I understand that there may be incompatible measures of length, especially when Latex and open space are involved. I have sometimes posted jpegs, I think those should be counted as fairly short because the effort was not mine. This one is a pretty good candidate, and we should give credit where credit is due:
EDDDITTT: Now that I have looked at a few long ones: I suppose we cannot really measure the amount of time spent by the person answering. However, I can say that Raymond's answers score big in this department: how many seconds does it take the Latex to render, from the instant you open the question?
EEEDDIIITTTTT: Yes, I think that is the way to go. Joriki's top-of-the-charts sits there for about 15 seconds, but then suddenly renders it all. Raymond's new one gets started sooner but takes about 35 seconds to make it all the way through, as I scroll down I can see the new bits going from pre-Latex (gray) to rendered, so I know that the whole thing has not yet been finished.
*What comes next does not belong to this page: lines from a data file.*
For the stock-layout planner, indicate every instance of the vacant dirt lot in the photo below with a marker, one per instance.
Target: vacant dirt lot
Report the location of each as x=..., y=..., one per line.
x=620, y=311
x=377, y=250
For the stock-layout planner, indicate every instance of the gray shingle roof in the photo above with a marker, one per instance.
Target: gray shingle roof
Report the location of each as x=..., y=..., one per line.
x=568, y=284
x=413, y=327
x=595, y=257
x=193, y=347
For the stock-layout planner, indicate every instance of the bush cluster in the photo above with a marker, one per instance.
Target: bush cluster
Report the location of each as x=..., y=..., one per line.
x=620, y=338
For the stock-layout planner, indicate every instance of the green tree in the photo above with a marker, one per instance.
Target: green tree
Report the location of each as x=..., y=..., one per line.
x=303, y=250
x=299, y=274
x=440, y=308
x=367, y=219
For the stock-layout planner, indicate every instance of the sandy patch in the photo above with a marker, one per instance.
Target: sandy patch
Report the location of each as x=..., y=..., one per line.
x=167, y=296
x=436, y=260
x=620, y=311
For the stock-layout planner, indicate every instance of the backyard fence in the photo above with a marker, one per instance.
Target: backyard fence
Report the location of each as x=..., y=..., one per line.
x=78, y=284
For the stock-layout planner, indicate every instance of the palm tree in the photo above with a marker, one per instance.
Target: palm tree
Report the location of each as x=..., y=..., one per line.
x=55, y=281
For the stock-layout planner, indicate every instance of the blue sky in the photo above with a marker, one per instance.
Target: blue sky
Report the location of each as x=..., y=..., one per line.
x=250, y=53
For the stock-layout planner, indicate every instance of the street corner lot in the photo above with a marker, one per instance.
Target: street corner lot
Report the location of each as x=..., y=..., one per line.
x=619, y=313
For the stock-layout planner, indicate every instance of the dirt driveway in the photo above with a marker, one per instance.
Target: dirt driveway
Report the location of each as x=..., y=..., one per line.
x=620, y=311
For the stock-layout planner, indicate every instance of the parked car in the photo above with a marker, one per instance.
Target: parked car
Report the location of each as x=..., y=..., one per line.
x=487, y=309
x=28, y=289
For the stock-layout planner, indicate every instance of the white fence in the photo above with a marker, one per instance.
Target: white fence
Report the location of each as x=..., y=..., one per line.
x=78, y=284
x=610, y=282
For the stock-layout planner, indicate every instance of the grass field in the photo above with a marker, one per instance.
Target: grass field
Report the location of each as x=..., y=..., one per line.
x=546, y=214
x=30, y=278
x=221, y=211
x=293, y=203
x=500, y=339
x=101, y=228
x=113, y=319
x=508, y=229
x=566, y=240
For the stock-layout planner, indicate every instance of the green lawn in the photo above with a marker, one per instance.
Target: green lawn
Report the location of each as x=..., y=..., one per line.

EEDDIITTEEDDIITT Monday December 31: The beginnings of an explanation. My two very long posts are mostly some C++ output I pasted in. I actually remember re-running the program because the answer page told me 30,000 characters was the maximum. Here is the "trick," such as it is. Raymond's new answer, currently fourth in the ranking, has dozens to hundreds of separate Latex items. The peculiar thing about Joriki's top post is that it is just four separate Latex array items, each very, very long, and overall quite repetitive. So the system probably expects the number of separate Latex items to be comparable to the total mass of Latex characters, and, in short, allows extra character length if there are very few dollar signs.
EVEN MORE EDIT: I copied Joriki's answer and posted it as an answer to How to solve this Diophantine equation? and the system accepted it just fine. I guess I will delete it in a bit, after a few have seen it. Evidently it would take days before Asaf's long-post-search query would notice it....I did delete it, then edited the source down to one line of gibberish. The odd final outcome is that it will not let me add another answer at the same question. So perhaps you can get away with one long answer this way, but it won't permit a second.